Murat Aksoy
Daha çok siyaset yapmalıyız
Devletin çok güçlü, toplumun zayıf ve bireyselleşmenin az olduğu toplumların en tipik özelliklerinden birisi “Siyasetin” yokluğudur.
Siyasi partilerin varlığı, belli aralıklarla seçimlerin yapılması tek başına siyasetin varlığına işaret etmez.
Türkiye, bu tespite uygun bir örnektir.
Her ne kadar 1946’da çok partili hayata geçmiş, siyasi partilerin var olduğu ve belli aralıklarla seçimlerin olduğu ülke olsak da; istisnai dönemler dışında Siyaset yapılmamıştır.
Burada kurumsallaşmış siyasetten anladığımız, toplumsal taleplerin karar süreçleriyle kesişip hayata geçtiği, karar süreçlerinin seçimlerle sınırlı olmadığı, sivil toplumun ve bireylerin siyasal partileri ve devleti eleştirebildiği, denetleyebildiği, bireylerin aktif vatandaşlar olmasıdır.
Türkiye’de ne yazık ki bunların olduğunu söylemek mümkün değildir.
SİYASETİ DEVLET YAPIYOR
Elbette Türkiye’de siyasi partiler var, seçimler yapılıyor. Ama bu siyasal alanda toplum, toplumsal sorunlar, onların çözümü yok.
Türkiye’de siyaset bu haliyle toplumun sorunlarının çözülmesi için değil, devletin kurumsal varlığı ve sürdürebilirliğini sağlama çabasıdır.
Bu yüzden siyasetin öznesi “toplum” değil “devlet”tir. Siyasi iktidarlar bu sürecin meşruiyet araçlarıdır.
Devlet, toplumun, dolayısıyla siyasetin öne çıktığı dönemlerde ise açık ve örtülü darbelerle kendi alanını kontrol etmiştir.
Devlet, toplum üzerindeki gücünü ise sahip olduğu güç ve kaynakları siyasi iktidarların kimliğinden, ideolojisinden bağımsız olarak onlarla paylaşarak sürdürmüştür.
Toplumun olan güç ve kaynakları, siyasi iktidarlar üzerinden toplumun farklı kesimlerine dağıtarak meşruiyet üretmiş ve siyasi iktidarlar üzerinden kendini dokunulmaz kılmıştır.
İKTİDAR NASIL DEVLET OLUR?
Son yıllarda sık sık yapılan, “AK Parti mi devleti ele geçerdi?” yoksa “devlet mi AK Parti’yi ele geçirdi?” tartışması bu açıdan çok anlamlı değildir.
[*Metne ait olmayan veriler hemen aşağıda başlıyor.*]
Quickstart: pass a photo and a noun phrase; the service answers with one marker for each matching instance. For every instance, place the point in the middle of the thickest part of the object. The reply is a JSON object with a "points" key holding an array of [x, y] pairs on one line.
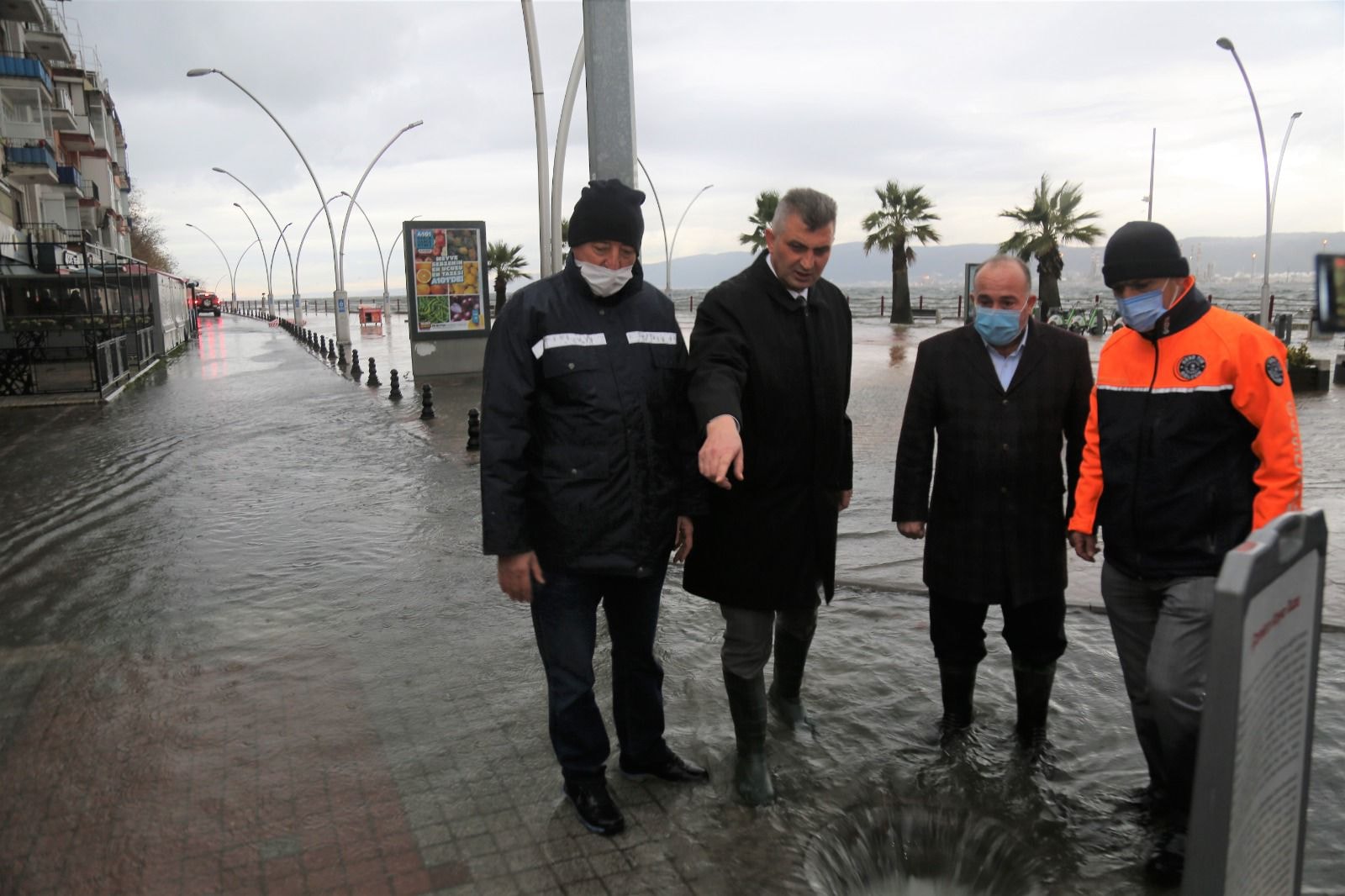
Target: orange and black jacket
{"points": [[1192, 441]]}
Bu tartışmada açık olan, devletin bir kez daha siyaseti denetim altına alarak kurumsal varlığını güçlendirdiğidir. Bunu ise bir zamanlar “yasaklı çocuğu” olan muhafazakâr siyasiler aracılığıyla yapmaktadır. MHP’nin bu süreçteki özel rolü ise malum.
Toplumdan, siyasi partilerden iktidara, iktidarın temsilcilerine hatta bir bürokrata yönelik sıradan bir eleştirinin bile “devlete” yönelik algılanmasının temel nedeni devletin bu gücüdür.
Bir bürokrat olan Mehmet Uçum’un, başka bir bürokrat olan Fahrettin Altun’u devletle özdeşleştirmesinin nedeni işte bu güçtür.
SİYASETİ İNŞA ETMEK
Bugün karşı karşıya olduğumuz durum, siyasal alanın ve siyasetin bizatihi siyasi parti üzerinden ortadan kaldırılmasıdır.
CHP Genel Başkanı Kemal Kılıçdaroğlu’nun sürdürdüğü ittifak arayışları, herkesle konuşabilme gücü özetle muhalefeti devletin tüm manipülasyonlarına rağmen bir araya getirme çabası, bu açıdan siyasal alanın genişletme arayışı kadar siyasetin de keşfedilmesi ve bir anlamda yeniden inşası açısından önemlidir.
Devlet, Kılıçdaroğlu’nun bu çabasını özellikle HDP üzerinde etkisiz kılmak isterken siyasi iktidar ise bizatihi farklı küçük partilerle görüşerek bozmak istiyor.
Bu yüzden biz vatandaşların, siyasal alana ve siyasal olana daha fazla sahip çıkmamız gerekiyor. Bu da siyasete daha fazla katılmak ve talep etmek demek.
Unutmayalım ki siyasetin varlığının bir unsuru da bizlerin yani tek tek bireylerin kamusal alanda taleplerimizi ifade etmemiz ve siyasete katılmamızdadır.